23. Het beroep ten aanzien van het afwijken van de forfaitaire bedragen van het Bpb is gegrond. Het bestreden besluit wordt daarom vernietigd, uitsluitend ten aanzien van de matiging van de proceskostenvergoeding in bezwaar. De rechtbank laat de rechtsgevolgen van het bestreden besluit voor het overige in stand.
24. Gelet op het voorgaande moet het beroep gegrond worden verklaard.
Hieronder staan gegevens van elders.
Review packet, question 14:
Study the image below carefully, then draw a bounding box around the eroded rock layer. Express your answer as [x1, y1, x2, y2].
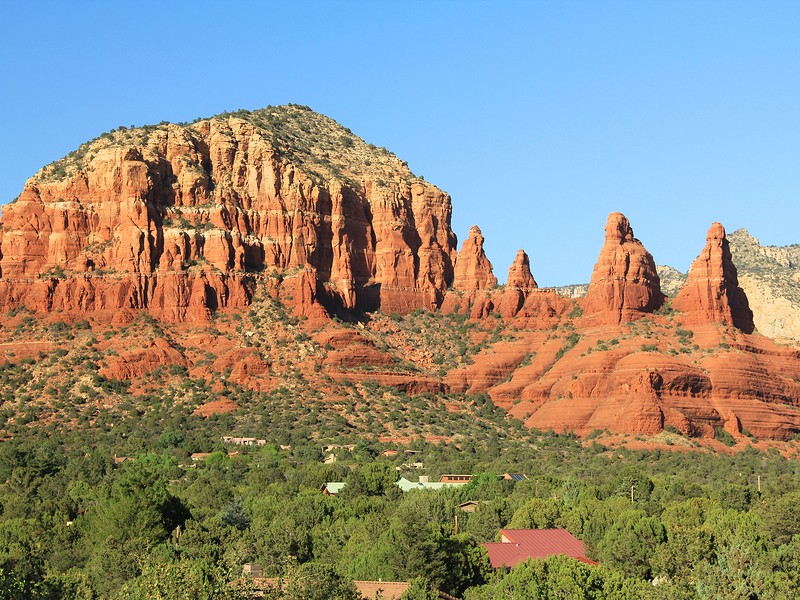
[0, 106, 456, 320]
[583, 213, 664, 323]
[672, 223, 754, 333]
De rechtbank zal de in bezwaar te betalen proceskosten bepalen op een bedrag van € 2.388,-. Dit bedrag dient het Uwv te verrekenen met het bedrag dat reeds aan proceskosten is betaald.
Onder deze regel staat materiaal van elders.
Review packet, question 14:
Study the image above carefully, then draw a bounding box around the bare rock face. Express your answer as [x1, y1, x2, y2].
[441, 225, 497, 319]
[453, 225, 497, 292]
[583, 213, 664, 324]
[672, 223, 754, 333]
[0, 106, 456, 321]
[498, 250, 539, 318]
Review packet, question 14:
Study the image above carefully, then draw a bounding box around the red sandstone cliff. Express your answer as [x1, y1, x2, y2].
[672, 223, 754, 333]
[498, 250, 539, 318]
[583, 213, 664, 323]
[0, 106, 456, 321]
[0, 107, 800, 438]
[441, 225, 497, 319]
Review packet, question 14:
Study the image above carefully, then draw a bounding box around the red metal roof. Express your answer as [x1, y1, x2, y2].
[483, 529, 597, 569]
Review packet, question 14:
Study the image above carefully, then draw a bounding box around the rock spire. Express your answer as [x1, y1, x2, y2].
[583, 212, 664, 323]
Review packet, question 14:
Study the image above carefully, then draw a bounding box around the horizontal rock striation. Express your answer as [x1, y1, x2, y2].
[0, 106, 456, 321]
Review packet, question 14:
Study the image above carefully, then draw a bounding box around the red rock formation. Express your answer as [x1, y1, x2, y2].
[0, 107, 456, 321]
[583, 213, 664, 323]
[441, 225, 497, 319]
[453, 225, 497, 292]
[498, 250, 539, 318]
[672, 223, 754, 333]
25. De rechtbank ziet verder aanleiding het Uwv te veroordelen in de kosten die eiseres in verband met de behandeling van het beroep redelijkerwijs heeft moeten maken. Deze vergoeding stelt de rechtbank op grond van het Besluit proceskosten bestuursrecht (Bbp) voor de door een derde beroepsmatig verleende rechtsbijstand vast op € 1.750,- (1 punt voor het indienen van het beroepschrift en 1 punt voor het verschijnen ter zitting met een waarde per punt van € 875,- en een wegingsfactor 1). Nu het beroep gegrond wordt verklaard, dient het Uwv op grond van artikel 8:74, eerste lid, van de Awb ook het griffierecht aan eiseres te vergoeden.